Jabar showed up that day wearing a baggy jacket, a sleek zip-up windbreaker in addition to the white athletic shoes. The sleeves were rolled up to the kid’s elbows, bulging with too much fabric and making his stick arms look even more fragile. Likewise, the rest of the jacket bulged, but in ways that indicated there was more than only Jabar’s slight frame hidden underneath.
At first Creed thought certainly Logan must know that Jabar wasn’t exclusively his little con artist. The kid was a hustler who could swindle and trick even someone like Logan.
But on that day Jabar jabbered faster and louder than usual. He had the swagger and belligerence of someone twice his age and three times his size. Creed heard him yelling at Logan, climbing on rocks and jumping down with his arms out, making the baggy sleeves look like wings.
Logan seemed annoyed but not alarmed. He cursed at the boy, then laughed at him, but it wasn’t in jest. Instead it sounded too much like mockery, too much like he was daring the boy.
Rufus started whining at Creed’s side, straining at the end of the leash. Nose in the air, neck hair bristling, tail curled, ears pricked forward. The dog was alerting.

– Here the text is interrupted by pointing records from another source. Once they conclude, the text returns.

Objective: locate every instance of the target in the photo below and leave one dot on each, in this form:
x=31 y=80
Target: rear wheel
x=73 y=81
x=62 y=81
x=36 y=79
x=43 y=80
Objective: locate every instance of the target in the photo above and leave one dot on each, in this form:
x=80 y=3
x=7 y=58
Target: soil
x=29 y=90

That’s when Jabar saw Rufus. Creed didn’t notice that the boy’s hands were balled up. The first rock he threw hit Creed in his temple. The next landed with a sickening thud against Rufus’s shoulder. Jabar yelled at them, digging into his pockets, plucking out and throwing rocks, his arms swinging in exaggerated wild loops. Even Logan took a hit.

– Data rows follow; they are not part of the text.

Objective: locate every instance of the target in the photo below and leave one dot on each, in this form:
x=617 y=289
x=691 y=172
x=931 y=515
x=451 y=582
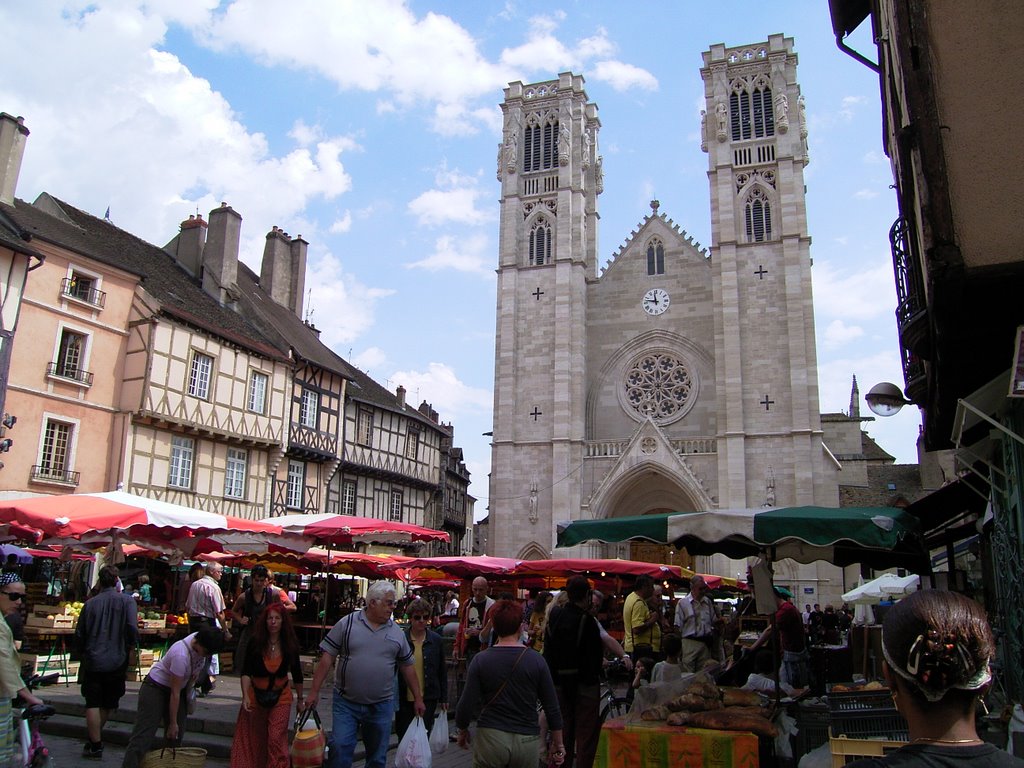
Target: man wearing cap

“What the hell are you doing?”
“He’s loaded,” Creed yelled, pulling Rufus back along with him.
He saw the boy dig into the folds of the wi
ndbreaker. Saw the cord. Knew he’d never make it behind the boulder ten paces away. He snatched up Rufus, all eighty squirming pounds of him, and he dived for shelter as he heard the explosion. It blasted him off his feet.
Dirt and rocks crumbled, raining down. Burning pieces of metal shredded his back. The last thing he heard was Rufus’s whimper before everything went black.
Creed felt the wet tongue licking his cheek. His eyelids were heavy. When he tried to open them it was as if sandpaper scraped against the lenses. Blurred figures danced in the dim light above him. A dog nose hovered, then the licking started again. Creed reached up and caught the small head between his hands, massaging the ears and containing the licks.
When his vision finally focused he was surprised to see not Rufus but Grace, his Jack Russell terrier.
“What are you doing here?” Creed asked the dog as his eyes darted around the large area, a towering ceiling with steel beams and massive light fixtures on low. The bed beneath him screeched under his movement and he remembered the small cot in the corner of the school gymnasium.
North Carolina. Not Afghanistan.
Landslide. No explosions.
Bolo butted his big head up against Creed’s side. Grace scampered along the other. Just as he was trying to put the pieces together in his fuzzy mind someone said from behind him, “It’s about time you woke up.”
He twisted his neck to see Jason Seaver, his hired dog trainer. But he had left him back at his facility in the Florida Panhandle.
“What the hell are you doing here?”
21.
Washington, D.C.
Maggie O’Dell stepped off the elevator and immediately felt the knot in her stomach tighten. She wasn’t looking forward to telling her friend that she needed to leave her side for an out-of-town assignment. Last night, when she was leaving Gwen, O’Dell caught a glimpse of something in her friend’s eyes.